Communication en entreprise: retour aux fondamentaux

On a trop longtemps considéré la communication interne comme la communication externe en plus petit. Or si les mots ont un sens, elle concerne toute la communication, je dirais même toutes les communications, au sein de l’entreprise. Cela va de la parole des salariés dans le travail à l’expression des dirigeants en passant par le dialogue professionnel avec les managers. Il est temps de reconnecter la communication interne avec ces différentes dimensions pour lui donner toute son étendue. Bien au-delà en tout cas de la seule production de supports et de « contenus » avec laquelle on la confond trop souvent.

Dans le livre que nous venons de faire paraître chez Vuibert (Communiquer en entreprise Retrouver du sens grâce à la sociologie, la psychologie, l’histoire), Jacques Viers et moi-même nous revisitons quelques-uns des enjeux de la communication à travers les mouvements des organisations, les mutations du travail, la place du digital, l’évolution du management… Nous le faisons à l’aune de différentes sciences sociales, de la sociologie à l’histoire, de la psychologie aux sciences de l’information et de la communication, de l’ergonomie aux sciences de gestion[1]. Notre propos vise à retrouver de la profondeur en communication, non pour faire savant, mais pour mettre en perspective les pratiques, les relations, les interactions qui concernent tous ceux qui participent à la communication en entreprise, qu’ils soient communicants, managers, responsables RH, syndicalistes et, bien sûr, salariés.
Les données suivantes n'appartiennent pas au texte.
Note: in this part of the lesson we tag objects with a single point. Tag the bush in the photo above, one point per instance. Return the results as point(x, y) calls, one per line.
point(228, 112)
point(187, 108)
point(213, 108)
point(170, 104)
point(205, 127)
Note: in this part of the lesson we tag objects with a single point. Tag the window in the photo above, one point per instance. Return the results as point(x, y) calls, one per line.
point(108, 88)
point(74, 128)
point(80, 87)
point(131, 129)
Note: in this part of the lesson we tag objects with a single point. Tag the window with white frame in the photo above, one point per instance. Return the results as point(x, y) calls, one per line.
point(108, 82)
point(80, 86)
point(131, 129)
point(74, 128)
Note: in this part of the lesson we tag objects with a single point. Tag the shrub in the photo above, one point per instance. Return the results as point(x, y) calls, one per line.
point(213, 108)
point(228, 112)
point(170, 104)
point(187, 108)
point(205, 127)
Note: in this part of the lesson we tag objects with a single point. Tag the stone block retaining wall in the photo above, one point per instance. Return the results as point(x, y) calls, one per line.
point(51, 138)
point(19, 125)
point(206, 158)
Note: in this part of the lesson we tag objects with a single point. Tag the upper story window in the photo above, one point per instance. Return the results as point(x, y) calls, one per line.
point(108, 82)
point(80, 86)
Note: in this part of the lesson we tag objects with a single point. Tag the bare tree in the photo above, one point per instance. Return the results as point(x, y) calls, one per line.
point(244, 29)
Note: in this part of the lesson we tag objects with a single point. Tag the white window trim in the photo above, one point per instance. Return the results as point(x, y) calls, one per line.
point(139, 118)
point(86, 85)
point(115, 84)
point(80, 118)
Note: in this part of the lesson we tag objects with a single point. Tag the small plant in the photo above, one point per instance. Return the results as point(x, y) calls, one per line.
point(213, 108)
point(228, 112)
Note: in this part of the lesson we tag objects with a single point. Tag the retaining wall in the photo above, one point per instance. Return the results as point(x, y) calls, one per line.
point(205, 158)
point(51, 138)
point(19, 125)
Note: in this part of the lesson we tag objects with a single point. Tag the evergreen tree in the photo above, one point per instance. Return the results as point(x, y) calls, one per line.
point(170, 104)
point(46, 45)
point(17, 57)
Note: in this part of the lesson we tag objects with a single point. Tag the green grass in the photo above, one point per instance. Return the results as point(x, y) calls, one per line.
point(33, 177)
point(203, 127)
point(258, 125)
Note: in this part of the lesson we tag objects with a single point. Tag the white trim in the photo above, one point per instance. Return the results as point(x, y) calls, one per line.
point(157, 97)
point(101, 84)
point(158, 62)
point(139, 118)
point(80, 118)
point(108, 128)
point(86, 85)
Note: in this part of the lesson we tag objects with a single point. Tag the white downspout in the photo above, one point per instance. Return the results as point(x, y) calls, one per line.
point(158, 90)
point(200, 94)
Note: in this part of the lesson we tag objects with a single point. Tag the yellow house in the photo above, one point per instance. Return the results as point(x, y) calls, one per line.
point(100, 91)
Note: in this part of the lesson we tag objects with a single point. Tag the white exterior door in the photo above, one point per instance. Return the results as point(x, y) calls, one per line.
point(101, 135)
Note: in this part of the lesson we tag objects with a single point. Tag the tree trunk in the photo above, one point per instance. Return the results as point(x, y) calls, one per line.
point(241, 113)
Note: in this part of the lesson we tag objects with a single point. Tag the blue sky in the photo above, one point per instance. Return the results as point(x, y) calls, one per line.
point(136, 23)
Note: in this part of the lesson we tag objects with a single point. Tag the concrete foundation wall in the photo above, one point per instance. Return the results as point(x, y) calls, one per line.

Resituer la communication en entreprise dans le mouvement permanent des organisations demande non seulement de comprendre les enjeux des transformations, mais aussi ce qui est en jeu individuellement et collectivement. Qu’est-ce qui nous arrive au fond ? Comme le disait Edgar Morin « comprendre est à la fois la fin et le moyen de la communication humaine ». Ce ne sont pas les Chief hapinness officers qui vont nous aider à y voir clair ou tout au moins un peu plus clair. L’entreprise, quelle que soit sa taille, est un système social avec ses éléments d’identité, de métier, de culture qui lui viennent en partie de l’histoire et avec ses contingences liées à son écosystème. Comprendre un système productif et son évolution, comprendre comment les individus et les groupes s’y retrouvent ou pas, comprendre le rapport à l’autorité qui prévaut dans l’organisation, comprendre le système de reconnaissance… On ne plaque décidément pas n’importe quel type de culture ou de communication sur une entreprise. Ce n’est pas du prêt à porter, c’est du cousu main. Du cousu main, en connaissance de cause.
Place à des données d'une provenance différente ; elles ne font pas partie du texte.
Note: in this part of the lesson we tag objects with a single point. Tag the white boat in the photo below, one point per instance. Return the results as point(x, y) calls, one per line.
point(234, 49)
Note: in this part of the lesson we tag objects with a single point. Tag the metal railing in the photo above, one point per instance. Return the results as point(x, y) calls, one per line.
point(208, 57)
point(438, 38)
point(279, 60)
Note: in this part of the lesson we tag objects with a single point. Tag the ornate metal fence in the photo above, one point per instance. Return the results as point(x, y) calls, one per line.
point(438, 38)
Et puis, il y a le travail au quotidien qui révèle un continent de communications et aussi parfois d’incommunications. Cette matière vive est trop souvent ignorée des praticiens de la communication. Or, elle mérite d’être appréhendée avec un regard neuf qui nécessite de se rapprocher du travail réel et des équipes. Là encore, il est question de compréhension de ce que représentent le travail et la possibilité d’en parler entre pairs ou avec le manager. A l’heure où le « bien être » fait l’objet d’une attention nouvelle, on mesure l’importance, y compris en termes de santé, de la parole dans l’activité pour «bien faire ».

Il y a enfin la question du sens qui est au centre de toutes les communications en entreprise. La production du sens procède de la circulation et de l’échange, mais il faut toujours qu’à un moment donné cela fasse sens pour soi dans l’activité. La perte de sens intervient quand on ne s’y retrouve plus dans des univers qui fragmentent et isolent sans possibilité réelle de faire appel à des collectifs ou des solidarités en cas de problèmes. Refaire du collectif, favoriser les coopérations, développer l’échange, mieux encore la discussion, c’est permettre de retrouver du sens et des repères surtout quand ça bouge beaucoup.
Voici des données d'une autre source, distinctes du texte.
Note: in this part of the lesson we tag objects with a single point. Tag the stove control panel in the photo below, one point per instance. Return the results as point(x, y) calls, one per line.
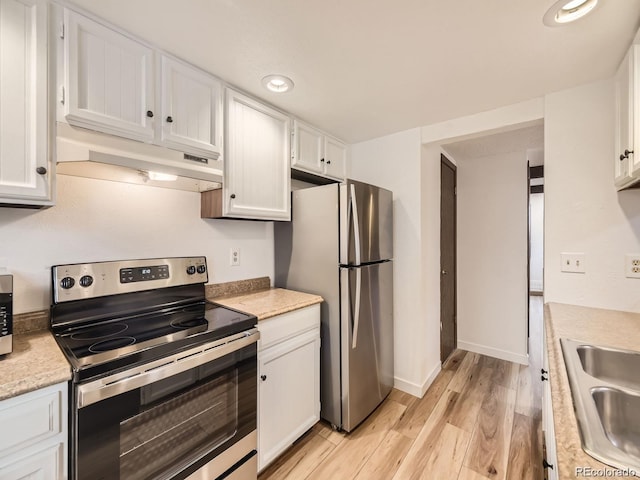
point(6, 314)
point(89, 280)
point(143, 274)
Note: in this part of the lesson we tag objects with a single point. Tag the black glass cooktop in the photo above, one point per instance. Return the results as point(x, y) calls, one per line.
point(94, 348)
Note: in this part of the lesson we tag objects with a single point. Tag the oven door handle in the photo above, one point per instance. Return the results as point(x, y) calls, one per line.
point(149, 373)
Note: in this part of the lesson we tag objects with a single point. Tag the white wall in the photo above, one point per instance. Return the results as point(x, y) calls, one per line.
point(492, 255)
point(583, 212)
point(536, 218)
point(393, 162)
point(96, 220)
Tout ce qui facilite la compréhension sert la communication. C’est plus que jamais vrai en entreprise. Si la communication interne a de l’avenir, c’est bien dans cette approche étendue des communications dans l’entreprise qui nécessite de s’extraire d’une simple logique de diffusion pour reconnaître « l’intelligence de l’autre » et organiser une vraie conversation entre les acteurs de l’entreprise. Ambitieux certes, mais nécessaire et passionnant.

 

 

 

 

[1] C’est au sein de l’Association française de communication interne (Afci), à partir de formations dispensées au cours des dernières années, que nous avons puisé la matière première de ce livre.